No entanto, vender os Boden 2015 implicará em um desconto por parte da Casa Rosada. Segundo o ministro, para cada US$ 100 de valor nominal, o governo pagará US$ 97. Os credores que optarem pelo prazo de pagamento original, em outubro, receberão US$ 107 para cada US$ 100.

Kicillof sustentou que "são bônus que vencem em outubro de 2015. Isto é para demonstrar que temos capacidade e vontade de pagamento. A Argentina, ao contrário do que dizem por aí, não está fora dos mercados. Os bancos de investimento querem comprar bônus da Argentina", disse Kicillof.

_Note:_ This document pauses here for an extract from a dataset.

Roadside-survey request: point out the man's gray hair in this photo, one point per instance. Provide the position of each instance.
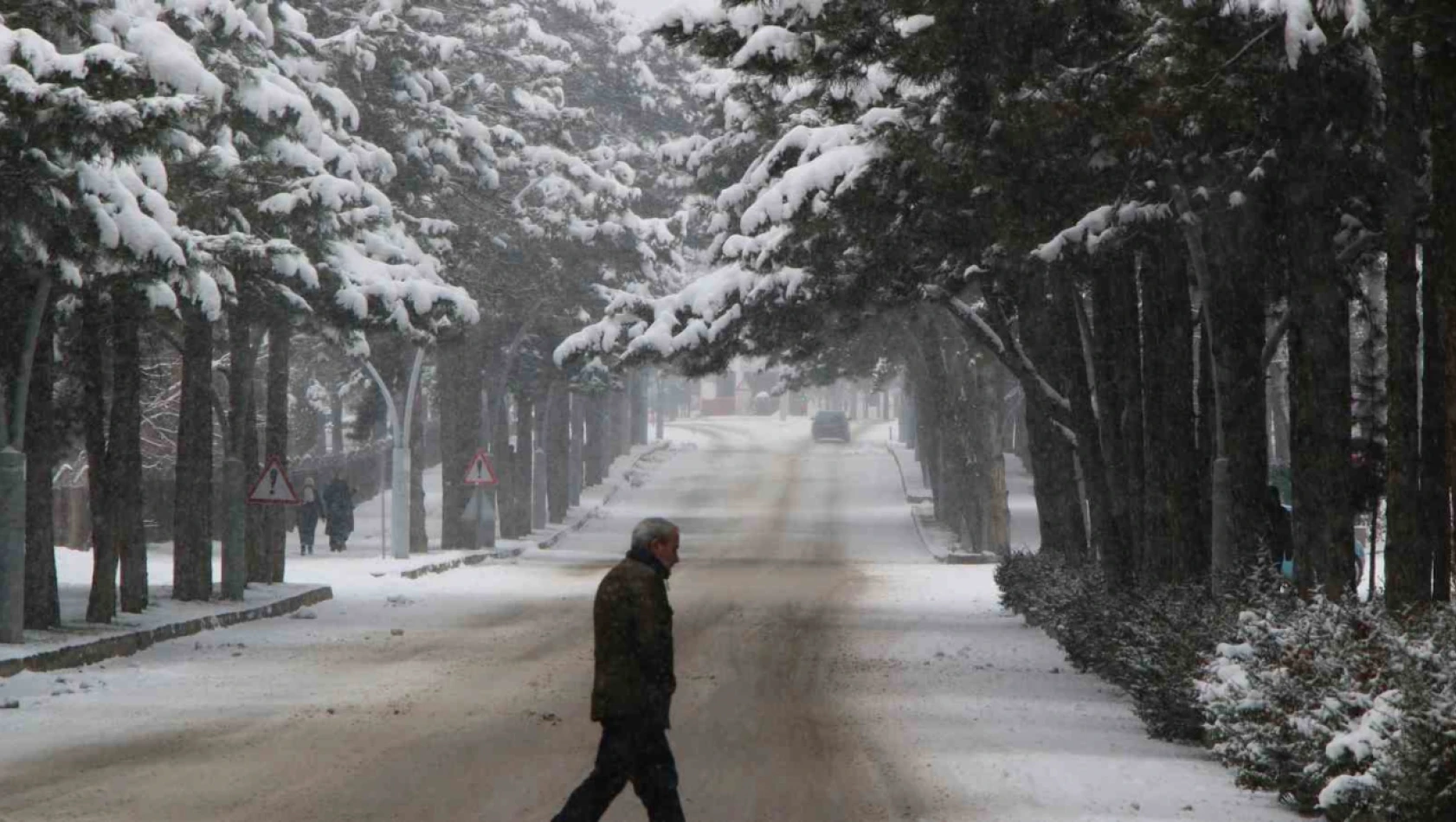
(651, 530)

O governo Kirchner também anunciou que emitirá US$ 3,25 bilhões em títulos Bonar 24. Kicillof disse que os credores terão a alternativa a de trocar o Boden 2015 pela Bonar 24, que possui juros de 8,75% em dólares. Este bônus amortiza o capital entre 2019 e 2024. O plano do governo é conseguir o maior número de adesões, de forma a aliviar os pesados pagamentos relativos ao Boden 2015.

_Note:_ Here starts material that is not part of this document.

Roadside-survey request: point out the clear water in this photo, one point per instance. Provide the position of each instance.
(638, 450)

Pagamentos. No ano que vem, o governo Kirchner terá de fazer uma série de pagamentos. Deve saldar débitos com o Clube de Paris, pela dívida que ficou em estado de calote entre 2001 e 2013, com a empresa espanhola Repsol, pela indenização relativa ao confisco da petrolífera YPF, com o Centro Internacional de Arbitragem sobre Diferendos em Investimentos (Ciadi). No total, o Estado argentino deverá pagar US$ 13,8 bilhões, o equivalente a 47% das reservas atuais do BC.

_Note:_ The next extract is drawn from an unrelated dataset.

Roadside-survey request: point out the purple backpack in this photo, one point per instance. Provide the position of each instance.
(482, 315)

A Argentina entrou em estado de calote parcial no dia 30 de julho, quando - por impedimento do juiz federal de Manhattan, Thomas Griesa - não conseguiu entregar os US$ 539 milhões relativos ao pagamento dos juros dos títulos dos credores reestruturados que possuem jurisdição nos Estados Unidos. Griesa havia determinado que, na hipótese de a Argentina não pagar o US$ 1,33 bilhão que os fundos abutres exigiam não poderia pagar os demais credores nos Estados Unidos. Em setembro o Parlamento argentino aprovou a lei mudou o lugar dos pagamentos dos bônus de Nova York para Buenos Aires, onde estariam sob a garantia da lei argentina. No entanto, o governo não seduziu os credores com a proposta, que terminou em fracasso.